Based on historical and current trends, how likely is this generation to be immortal?

Well, his proposals (the SENS program, mainly) are controversial to say the least, but he’s not arguing that the problem will be solved in our lifetime (at least not in our presently expected lifetime) – he’s merely arguing that some advances will be made that allow people to possibly live long enough to benefit from more advances being made and so on. I think his signature claim is that the first human to live to 1000 years of age has been already born, or somesuch – very probably optimistic, but if we’re gonna try and get a handle on this whole ageing thing, we might as well start now.

Also, he’s focusing entirely to the biological side of things – combine that with some substantial breakthroughs in technology, and there’s a chance I’ll yet get my indestructible cyborg body. :wink: Philosophical quibbles about whether or not an uploaded consciousness is really ‘you’ are, I presume, rather moot to many people when the alternative is death.

Any general biological “cure” for aging (i.e. replacing genes that result in senescence) will take care of most of these age-related ailments. All of our repair systems start to decline after a certain age and it may not be related to wear and tear. It could be that these breakdowns are not subject to selection simply because many happen after the age that reproduction becomes less likely or impossible (menopause)

Of course people were saying this back in the 1940s. :eek: Apparently immortality was just a matter of finding the right hormone injections to cure aging (which actually has had some limited trials with things like HGH).

I doubt we’re anywhere close to living for 200+ years. I do, however, think that people from my generation (27 yrs old) will crack the 150 year mark. It seems like it’s only a matter of time until we figure out how to grow replacement organs from a person’s own genetic material. Once that happens, we’ll have effective cures for a whole host of problems that crop up in old age.

I just want to say this thread has an appropriate title/username combo, given the interest shown by Chinese Taoists in finding an elixir of immortality.

I don’t think we should go with their methods, though. They tried to become immortal by ingesting stuff like mercury, which didn’t work very well. At least one emperor of China died from taking supposed “immortality drugs”.

I think my brain is doing this now.

Billions Now Living Shall Never Die!
If the Witnesses & other 2nd Advent groups are right, 100% likelihood. If not, we might break the century barrier. Maybe even the Biblical 120 (Gen 6), but not much beyond that.

Quoth MichaelQReilly:

So you think it’s quite plausible that, some time in the next 50 years or so, we’ll be able to extend human life by 70 years, but you doubt that in the 100 years following that they’ll be able to add another 50 onto that? In other words, you’re expecting that after millenia of stagnation on the old-age problem, we’ll make a single huge leap forward, and then go back into stagnation?

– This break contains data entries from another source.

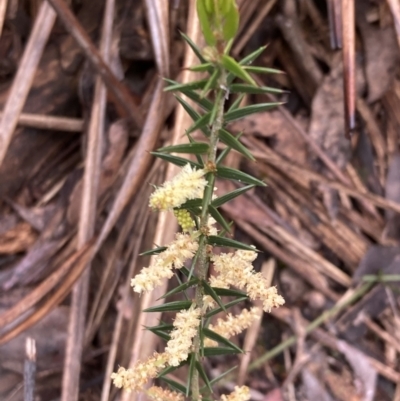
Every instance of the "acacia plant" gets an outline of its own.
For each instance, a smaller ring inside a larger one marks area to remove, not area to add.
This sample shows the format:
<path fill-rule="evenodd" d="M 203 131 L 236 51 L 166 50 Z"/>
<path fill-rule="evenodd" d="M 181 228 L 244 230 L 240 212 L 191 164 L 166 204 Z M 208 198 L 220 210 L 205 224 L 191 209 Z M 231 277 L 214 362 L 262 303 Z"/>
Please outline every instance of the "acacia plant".
<path fill-rule="evenodd" d="M 197 12 L 207 47 L 201 50 L 190 38 L 182 36 L 199 59 L 199 64 L 191 69 L 202 72 L 205 78 L 186 84 L 167 80 L 169 86 L 166 90 L 184 94 L 198 105 L 201 112 L 179 95 L 176 97 L 193 119 L 193 125 L 186 131 L 187 144 L 164 147 L 154 152 L 155 156 L 180 166 L 181 171 L 171 181 L 156 188 L 150 197 L 153 210 L 175 214 L 181 232 L 176 234 L 172 243 L 146 252 L 153 255 L 152 262 L 131 283 L 135 292 L 149 292 L 175 274 L 180 284 L 164 298 L 182 294 L 185 299 L 146 310 L 176 312 L 173 324 L 161 322 L 148 328 L 167 341 L 165 351 L 154 353 L 131 369 L 120 367 L 112 374 L 115 386 L 144 392 L 154 400 L 183 400 L 184 397 L 194 401 L 213 399 L 212 385 L 218 378 L 208 378 L 203 367 L 204 358 L 243 352 L 229 338 L 248 328 L 254 319 L 260 317 L 261 311 L 258 308 L 243 309 L 236 316 L 227 314 L 225 319 L 218 319 L 214 325 L 210 323 L 210 318 L 217 313 L 227 313 L 233 305 L 249 299 L 261 300 L 265 312 L 284 303 L 276 287 L 269 287 L 262 274 L 254 271 L 255 247 L 231 239 L 231 226 L 219 212 L 224 203 L 254 186 L 265 186 L 264 182 L 249 174 L 223 166 L 224 159 L 232 150 L 254 160 L 249 150 L 239 142 L 238 137 L 227 131 L 226 126 L 231 121 L 277 105 L 262 103 L 241 107 L 241 102 L 246 94 L 279 93 L 277 89 L 257 86 L 250 75 L 279 71 L 250 65 L 264 48 L 239 62 L 229 56 L 239 23 L 235 0 L 197 0 Z M 192 134 L 196 130 L 201 130 L 203 141 L 193 139 Z M 217 151 L 219 142 L 225 145 L 222 151 Z M 172 153 L 193 155 L 196 161 Z M 233 180 L 238 188 L 216 197 L 214 184 L 217 178 Z M 234 251 L 221 253 L 221 247 Z M 211 263 L 215 275 L 209 277 Z M 194 294 L 194 299 L 190 299 L 189 292 Z M 233 300 L 224 303 L 222 296 L 230 296 Z M 187 372 L 185 386 L 166 376 L 181 367 Z M 148 382 L 155 378 L 171 389 L 149 387 Z M 222 401 L 249 398 L 249 389 L 242 386 L 235 387 L 230 395 L 222 396 Z"/>

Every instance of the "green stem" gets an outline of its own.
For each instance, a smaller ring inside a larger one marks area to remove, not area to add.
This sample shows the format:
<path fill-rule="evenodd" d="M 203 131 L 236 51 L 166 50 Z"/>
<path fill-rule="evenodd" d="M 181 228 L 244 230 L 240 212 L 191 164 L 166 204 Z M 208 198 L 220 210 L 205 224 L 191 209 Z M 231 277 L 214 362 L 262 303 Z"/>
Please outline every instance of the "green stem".
<path fill-rule="evenodd" d="M 223 70 L 221 73 L 221 78 L 219 82 L 220 88 L 226 87 L 226 72 Z M 207 155 L 207 163 L 206 165 L 210 168 L 210 166 L 215 166 L 216 157 L 217 157 L 217 145 L 218 145 L 218 133 L 223 126 L 224 120 L 224 106 L 225 106 L 225 89 L 219 89 L 216 97 L 215 97 L 215 119 L 212 122 L 211 134 L 210 134 L 210 150 Z M 214 114 L 214 113 L 212 113 Z M 195 302 L 197 307 L 203 309 L 203 296 L 204 296 L 204 288 L 202 285 L 202 281 L 207 279 L 208 272 L 208 258 L 207 258 L 207 236 L 204 231 L 207 230 L 207 224 L 209 219 L 208 207 L 212 201 L 212 195 L 214 192 L 214 182 L 215 175 L 214 172 L 210 172 L 207 174 L 208 184 L 204 190 L 203 194 L 203 202 L 202 202 L 202 210 L 200 216 L 200 230 L 203 234 L 199 240 L 199 249 L 198 249 L 198 262 L 196 265 L 196 276 L 200 279 L 199 284 L 196 287 L 196 295 Z M 197 361 L 200 361 L 201 358 L 201 327 L 193 340 L 193 352 L 195 354 L 195 358 Z M 197 370 L 194 371 L 193 379 L 192 379 L 192 400 L 199 401 L 200 400 L 200 385 L 199 385 L 199 373 Z"/>

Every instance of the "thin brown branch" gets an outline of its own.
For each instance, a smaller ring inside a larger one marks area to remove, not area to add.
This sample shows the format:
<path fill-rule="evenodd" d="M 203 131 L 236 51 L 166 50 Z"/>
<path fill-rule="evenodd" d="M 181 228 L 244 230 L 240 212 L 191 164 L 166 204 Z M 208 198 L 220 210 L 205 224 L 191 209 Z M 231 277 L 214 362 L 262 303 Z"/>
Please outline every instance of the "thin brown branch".
<path fill-rule="evenodd" d="M 55 20 L 56 13 L 48 2 L 44 1 L 40 6 L 17 74 L 11 86 L 10 94 L 3 109 L 3 117 L 0 121 L 0 166 L 4 161 L 12 135 L 18 123 L 19 115 L 32 86 L 37 66 Z"/>
<path fill-rule="evenodd" d="M 107 89 L 114 95 L 115 100 L 123 109 L 125 109 L 132 121 L 138 127 L 141 127 L 143 120 L 141 113 L 128 89 L 118 81 L 113 72 L 107 66 L 100 55 L 100 52 L 96 49 L 96 46 L 93 44 L 89 35 L 83 29 L 77 18 L 72 14 L 71 10 L 63 0 L 48 0 L 48 2 L 56 11 L 57 16 L 64 24 L 65 29 L 76 40 L 93 68 L 102 77 Z"/>

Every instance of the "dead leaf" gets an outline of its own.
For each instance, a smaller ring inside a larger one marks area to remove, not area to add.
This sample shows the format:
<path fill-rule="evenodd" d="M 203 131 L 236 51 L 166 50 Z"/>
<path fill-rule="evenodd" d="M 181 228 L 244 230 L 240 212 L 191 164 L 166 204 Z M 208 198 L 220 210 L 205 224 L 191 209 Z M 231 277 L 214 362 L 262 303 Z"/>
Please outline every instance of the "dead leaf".
<path fill-rule="evenodd" d="M 308 368 L 302 370 L 301 377 L 308 400 L 333 401 L 321 381 Z"/>
<path fill-rule="evenodd" d="M 375 396 L 377 371 L 371 366 L 368 358 L 358 349 L 352 347 L 345 341 L 337 342 L 338 349 L 349 361 L 355 376 L 358 379 L 356 387 L 361 394 L 360 400 L 373 401 Z M 360 383 L 361 382 L 361 386 Z M 360 388 L 361 387 L 361 388 Z"/>
<path fill-rule="evenodd" d="M 0 312 L 3 311 L 4 308 L 0 308 Z M 20 365 L 22 373 L 27 337 L 36 341 L 39 369 L 59 366 L 63 360 L 65 341 L 68 335 L 68 316 L 69 307 L 59 306 L 23 334 L 0 346 L 0 366 L 4 368 Z"/>
<path fill-rule="evenodd" d="M 284 401 L 282 390 L 280 388 L 274 388 L 272 391 L 265 395 L 263 401 Z"/>
<path fill-rule="evenodd" d="M 357 3 L 357 27 L 361 33 L 366 59 L 368 102 L 372 103 L 380 99 L 392 85 L 400 58 L 393 25 L 382 28 L 367 22 L 369 3 Z"/>
<path fill-rule="evenodd" d="M 296 121 L 306 126 L 305 120 L 300 116 L 296 117 Z M 234 132 L 244 132 L 245 135 L 268 138 L 271 148 L 277 153 L 300 165 L 307 164 L 307 148 L 304 141 L 293 133 L 293 129 L 278 110 L 253 114 L 235 122 L 231 128 Z"/>
<path fill-rule="evenodd" d="M 36 241 L 37 234 L 30 224 L 18 223 L 11 230 L 0 235 L 0 254 L 19 253 L 26 251 Z"/>

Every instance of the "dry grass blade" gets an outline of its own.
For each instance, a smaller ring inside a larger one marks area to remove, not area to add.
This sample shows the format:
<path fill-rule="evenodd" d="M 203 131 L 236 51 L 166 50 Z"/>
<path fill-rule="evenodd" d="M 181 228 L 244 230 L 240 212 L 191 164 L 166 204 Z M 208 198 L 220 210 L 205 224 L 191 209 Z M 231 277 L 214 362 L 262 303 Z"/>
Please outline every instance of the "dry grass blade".
<path fill-rule="evenodd" d="M 1 118 L 3 118 L 2 112 L 0 112 Z M 83 130 L 83 120 L 80 118 L 47 116 L 43 114 L 21 113 L 17 125 L 51 131 L 82 132 Z"/>
<path fill-rule="evenodd" d="M 3 25 L 7 11 L 7 0 L 0 0 L 0 36 L 3 32 Z"/>
<path fill-rule="evenodd" d="M 400 3 L 398 0 L 387 0 L 390 11 L 392 12 L 394 27 L 397 34 L 397 43 L 400 48 Z"/>
<path fill-rule="evenodd" d="M 104 9 L 101 35 L 101 54 L 105 62 L 110 58 L 110 47 L 114 19 L 114 0 L 107 0 Z M 103 148 L 106 88 L 98 76 L 96 78 L 94 101 L 88 128 L 87 156 L 83 175 L 83 192 L 78 227 L 78 248 L 94 235 L 97 216 L 97 194 L 101 174 L 101 152 Z M 71 312 L 62 382 L 62 401 L 75 401 L 79 398 L 79 376 L 85 333 L 86 309 L 89 296 L 90 264 L 75 284 L 72 291 Z"/>
<path fill-rule="evenodd" d="M 162 77 L 169 77 L 168 2 L 145 0 L 157 69 Z"/>
<path fill-rule="evenodd" d="M 263 85 L 263 82 L 259 77 L 255 77 L 255 80 L 258 85 Z M 274 96 L 268 95 L 269 101 L 276 101 Z M 285 117 L 287 122 L 292 126 L 297 134 L 304 140 L 307 145 L 310 146 L 312 151 L 318 156 L 321 161 L 325 164 L 325 166 L 332 172 L 332 174 L 343 184 L 350 184 L 349 179 L 342 173 L 339 167 L 329 158 L 329 156 L 315 143 L 315 141 L 310 138 L 307 132 L 300 126 L 300 124 L 293 118 L 293 116 L 282 106 L 278 107 L 278 110 Z"/>
<path fill-rule="evenodd" d="M 277 0 L 269 0 L 264 4 L 260 12 L 257 13 L 257 17 L 253 20 L 252 24 L 248 29 L 246 29 L 241 36 L 240 40 L 236 43 L 233 48 L 232 53 L 237 57 L 239 53 L 243 50 L 246 43 L 253 36 L 254 32 L 258 29 L 260 24 L 263 22 L 268 13 L 272 10 Z"/>
<path fill-rule="evenodd" d="M 356 61 L 354 0 L 342 0 L 343 76 L 346 136 L 356 127 Z"/>
<path fill-rule="evenodd" d="M 156 164 L 155 168 L 152 170 L 152 173 L 154 173 L 157 170 L 158 170 L 158 165 Z M 153 174 L 150 174 L 149 176 L 151 177 L 152 175 Z M 144 192 L 147 195 L 148 191 L 144 191 Z M 138 199 L 140 199 L 140 198 L 141 197 L 138 197 Z M 138 203 L 137 203 L 137 205 L 138 205 Z M 142 206 L 142 209 L 147 209 L 146 204 L 142 204 L 141 206 Z M 137 224 L 136 224 L 136 226 L 138 227 L 137 238 L 141 239 L 144 237 L 144 232 L 147 227 L 146 222 L 148 220 L 148 213 L 146 213 L 144 210 L 140 210 L 138 208 L 132 208 L 132 211 L 134 213 L 131 213 L 131 214 L 137 219 Z M 128 217 L 128 219 L 129 218 L 130 218 L 130 216 Z M 136 236 L 133 236 L 133 237 L 136 238 Z M 141 246 L 142 246 L 142 241 L 135 239 L 132 255 L 130 256 L 131 261 L 129 263 L 129 268 L 128 268 L 126 278 L 125 278 L 123 294 L 122 294 L 122 301 L 121 301 L 120 308 L 118 308 L 118 315 L 117 315 L 115 325 L 114 325 L 110 352 L 108 354 L 107 366 L 105 369 L 105 377 L 106 378 L 111 376 L 111 373 L 114 369 L 115 358 L 117 356 L 118 345 L 120 343 L 120 336 L 121 336 L 121 330 L 122 330 L 122 323 L 124 320 L 124 313 L 129 308 L 129 303 L 130 303 L 130 299 L 131 299 L 130 294 L 131 294 L 132 288 L 130 286 L 130 282 L 135 273 L 135 269 L 137 267 L 137 258 L 138 258 L 138 254 L 141 249 Z M 93 332 L 93 330 L 92 330 L 92 332 Z M 107 401 L 109 399 L 108 397 L 109 397 L 109 393 L 110 393 L 110 387 L 111 387 L 111 381 L 104 380 L 103 387 L 101 390 L 100 401 Z"/>
<path fill-rule="evenodd" d="M 91 243 L 75 252 L 48 279 L 43 281 L 31 293 L 22 298 L 15 306 L 0 316 L 1 328 L 5 328 L 5 322 L 18 322 L 9 331 L 3 332 L 0 335 L 0 345 L 12 340 L 17 335 L 40 321 L 69 294 L 72 286 L 84 271 L 88 261 L 93 257 L 93 249 L 94 246 L 93 243 Z M 65 276 L 67 272 L 69 272 L 69 274 Z M 43 299 L 62 278 L 64 278 L 62 284 L 57 288 L 57 290 L 54 291 L 36 311 L 21 321 L 20 317 Z"/>
<path fill-rule="evenodd" d="M 375 206 L 400 213 L 400 204 L 396 202 L 384 199 L 381 196 L 374 195 L 370 192 L 360 192 L 359 190 L 346 187 L 338 182 L 328 180 L 320 174 L 305 169 L 303 166 L 300 167 L 292 162 L 288 162 L 277 153 L 269 150 L 264 145 L 259 144 L 256 147 L 252 146 L 248 138 L 243 138 L 243 142 L 246 143 L 246 145 L 248 145 L 250 148 L 252 148 L 252 153 L 256 158 L 259 158 L 260 160 L 265 160 L 269 164 L 275 166 L 277 169 L 282 170 L 285 174 L 290 176 L 293 181 L 297 182 L 301 186 L 310 188 L 310 185 L 313 181 L 318 182 L 332 189 L 342 191 L 345 194 L 356 199 L 366 199 Z M 260 151 L 261 148 L 263 149 L 263 152 Z M 299 171 L 302 171 L 301 175 L 298 174 Z"/>
<path fill-rule="evenodd" d="M 3 163 L 12 135 L 32 86 L 39 60 L 56 20 L 56 13 L 47 1 L 40 6 L 32 33 L 14 78 L 0 121 L 0 166 Z"/>
<path fill-rule="evenodd" d="M 110 68 L 104 62 L 99 51 L 96 49 L 89 35 L 82 28 L 79 21 L 72 14 L 71 10 L 63 0 L 48 0 L 63 22 L 65 29 L 73 36 L 77 44 L 81 47 L 93 68 L 102 77 L 107 89 L 115 96 L 115 100 L 125 109 L 128 116 L 138 127 L 142 126 L 141 113 L 139 112 L 132 96 L 127 88 L 118 81 Z"/>
<path fill-rule="evenodd" d="M 328 0 L 329 30 L 332 49 L 342 48 L 341 0 Z"/>
<path fill-rule="evenodd" d="M 229 213 L 228 213 L 229 214 Z M 329 288 L 328 280 L 317 270 L 309 265 L 309 263 L 301 260 L 296 253 L 287 249 L 282 249 L 279 245 L 271 241 L 266 235 L 260 233 L 252 224 L 244 220 L 237 221 L 238 226 L 244 230 L 257 243 L 261 244 L 277 259 L 291 266 L 306 282 L 318 291 L 321 291 L 327 297 L 337 301 L 339 295 Z"/>
<path fill-rule="evenodd" d="M 150 110 L 147 114 L 142 134 L 137 142 L 135 156 L 130 161 L 124 182 L 97 239 L 97 250 L 107 238 L 121 212 L 128 204 L 134 192 L 141 185 L 146 175 L 152 159 L 150 151 L 154 149 L 161 130 L 161 125 L 164 122 L 164 115 L 160 113 L 160 110 L 163 109 L 163 87 L 164 83 L 162 81 L 159 81 L 156 85 Z"/>

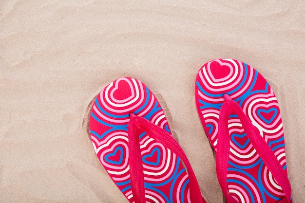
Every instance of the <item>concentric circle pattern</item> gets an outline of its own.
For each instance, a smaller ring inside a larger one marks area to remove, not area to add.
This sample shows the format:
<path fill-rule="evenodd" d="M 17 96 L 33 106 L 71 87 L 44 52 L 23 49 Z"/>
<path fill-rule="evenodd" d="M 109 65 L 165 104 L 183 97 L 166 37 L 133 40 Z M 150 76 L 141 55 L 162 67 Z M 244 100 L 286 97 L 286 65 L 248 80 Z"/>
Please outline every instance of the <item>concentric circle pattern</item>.
<path fill-rule="evenodd" d="M 127 127 L 133 113 L 171 133 L 159 103 L 141 81 L 123 77 L 95 99 L 90 119 L 93 147 L 102 165 L 130 202 L 133 202 Z M 146 132 L 139 136 L 147 203 L 191 203 L 189 177 L 175 154 Z"/>
<path fill-rule="evenodd" d="M 236 60 L 210 61 L 200 69 L 196 79 L 197 110 L 214 149 L 217 152 L 219 111 L 224 94 L 239 104 L 286 174 L 284 132 L 275 95 L 257 71 Z M 240 203 L 275 203 L 283 198 L 283 190 L 253 147 L 237 115 L 230 115 L 228 127 L 229 193 Z"/>

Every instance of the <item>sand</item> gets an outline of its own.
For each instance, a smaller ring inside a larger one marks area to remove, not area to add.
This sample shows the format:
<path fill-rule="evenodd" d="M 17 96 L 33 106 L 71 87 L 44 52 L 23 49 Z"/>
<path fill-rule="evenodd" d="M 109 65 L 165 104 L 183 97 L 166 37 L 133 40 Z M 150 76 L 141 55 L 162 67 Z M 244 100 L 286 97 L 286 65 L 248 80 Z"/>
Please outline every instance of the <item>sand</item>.
<path fill-rule="evenodd" d="M 222 202 L 197 115 L 206 62 L 256 69 L 280 104 L 295 203 L 305 202 L 302 0 L 0 1 L 0 202 L 128 203 L 88 137 L 90 102 L 123 76 L 147 85 L 209 203 Z"/>

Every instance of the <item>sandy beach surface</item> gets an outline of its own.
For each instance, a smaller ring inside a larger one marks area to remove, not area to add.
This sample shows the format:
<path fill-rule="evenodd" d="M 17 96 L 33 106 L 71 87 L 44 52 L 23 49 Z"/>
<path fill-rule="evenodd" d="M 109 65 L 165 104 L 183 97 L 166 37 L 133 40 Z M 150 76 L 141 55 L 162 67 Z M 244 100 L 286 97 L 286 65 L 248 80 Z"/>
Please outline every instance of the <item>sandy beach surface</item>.
<path fill-rule="evenodd" d="M 194 97 L 218 58 L 270 84 L 294 203 L 305 202 L 305 14 L 302 0 L 1 0 L 0 202 L 127 203 L 87 127 L 97 94 L 131 76 L 161 101 L 203 197 L 222 203 Z"/>

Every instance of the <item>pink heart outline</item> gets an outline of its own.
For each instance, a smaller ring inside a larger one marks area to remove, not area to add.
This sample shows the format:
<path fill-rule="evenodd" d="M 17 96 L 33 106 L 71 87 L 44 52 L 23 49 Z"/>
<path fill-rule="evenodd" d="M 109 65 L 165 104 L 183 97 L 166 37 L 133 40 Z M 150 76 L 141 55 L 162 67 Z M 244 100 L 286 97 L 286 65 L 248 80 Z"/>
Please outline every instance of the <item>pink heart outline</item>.
<path fill-rule="evenodd" d="M 212 81 L 213 81 L 213 82 L 214 82 L 214 83 L 218 83 L 218 82 L 222 82 L 225 81 L 227 80 L 228 80 L 229 78 L 231 77 L 232 76 L 232 75 L 233 75 L 233 66 L 232 66 L 232 65 L 230 64 L 229 63 L 226 63 L 225 62 L 222 62 L 222 61 L 221 61 L 219 59 L 215 60 L 213 61 L 212 62 L 217 62 L 221 66 L 228 66 L 230 69 L 230 73 L 229 73 L 229 74 L 228 75 L 227 75 L 226 76 L 225 76 L 224 77 L 221 78 L 216 79 L 215 78 L 215 77 L 214 76 L 214 75 L 213 75 L 213 74 L 212 74 L 212 72 L 211 71 L 210 64 L 211 64 L 211 62 L 209 63 L 208 64 L 208 66 L 207 67 L 207 70 L 208 71 L 208 73 L 209 73 L 209 75 L 210 75 L 210 76 L 211 79 L 212 80 Z M 228 65 L 227 65 L 227 64 L 228 64 Z"/>
<path fill-rule="evenodd" d="M 119 99 L 115 99 L 114 97 L 114 93 L 116 91 L 117 91 L 118 89 L 118 84 L 122 80 L 124 80 L 126 81 L 126 82 L 127 82 L 127 83 L 128 84 L 129 86 L 129 88 L 130 89 L 132 94 L 128 98 L 120 100 Z M 114 87 L 110 92 L 110 98 L 111 98 L 111 99 L 112 99 L 113 101 L 114 101 L 114 102 L 116 102 L 118 104 L 122 104 L 122 103 L 126 103 L 127 102 L 131 100 L 134 97 L 134 95 L 135 95 L 134 89 L 133 89 L 133 83 L 129 80 L 128 80 L 127 78 L 125 77 L 122 77 L 122 78 L 119 78 L 117 80 L 116 80 L 115 81 L 115 83 L 114 83 Z"/>

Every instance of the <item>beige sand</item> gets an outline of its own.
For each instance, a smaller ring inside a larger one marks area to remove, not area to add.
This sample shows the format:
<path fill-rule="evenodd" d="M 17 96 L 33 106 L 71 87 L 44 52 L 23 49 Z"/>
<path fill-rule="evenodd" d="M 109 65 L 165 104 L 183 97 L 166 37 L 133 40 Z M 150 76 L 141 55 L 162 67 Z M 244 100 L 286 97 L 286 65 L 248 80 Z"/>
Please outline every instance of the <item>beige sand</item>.
<path fill-rule="evenodd" d="M 163 97 L 203 195 L 222 202 L 193 93 L 199 69 L 220 57 L 271 84 L 294 202 L 305 202 L 305 3 L 142 1 L 0 1 L 0 202 L 128 202 L 86 126 L 91 101 L 125 76 Z"/>

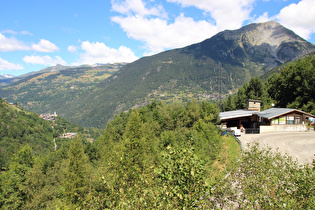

I think you misunderstood me; or maybe I was unclear. When I said that some people from my generation will live to 150, I meant it in the same way that some people born in the 1880’s made it to 120. I didn’t mean that that average lifespan would reach that number.

That was my thinking too. A series of treatments that just keeps adding life. Maybe trends in organ printing lead to new, young spare parts so the only worry is brain injury or something.
However consider this. Hypothetical Treatment A (HTA) adds 75 years so this generation easily reaches the 150 mark. However Hypothetical Treatment B (HTB) is developed that adds 250 years. Only problem is it isn’t compatible with the effects of HTA. The next generation gets an extra 100 years, but we don’t.

Consider an HTB that is compatible with HTA, but needs to be administered from an early age, because it slows aging. Giving it to an already aged person doesn’t do much good.

It’s developed when this generation is on average 110.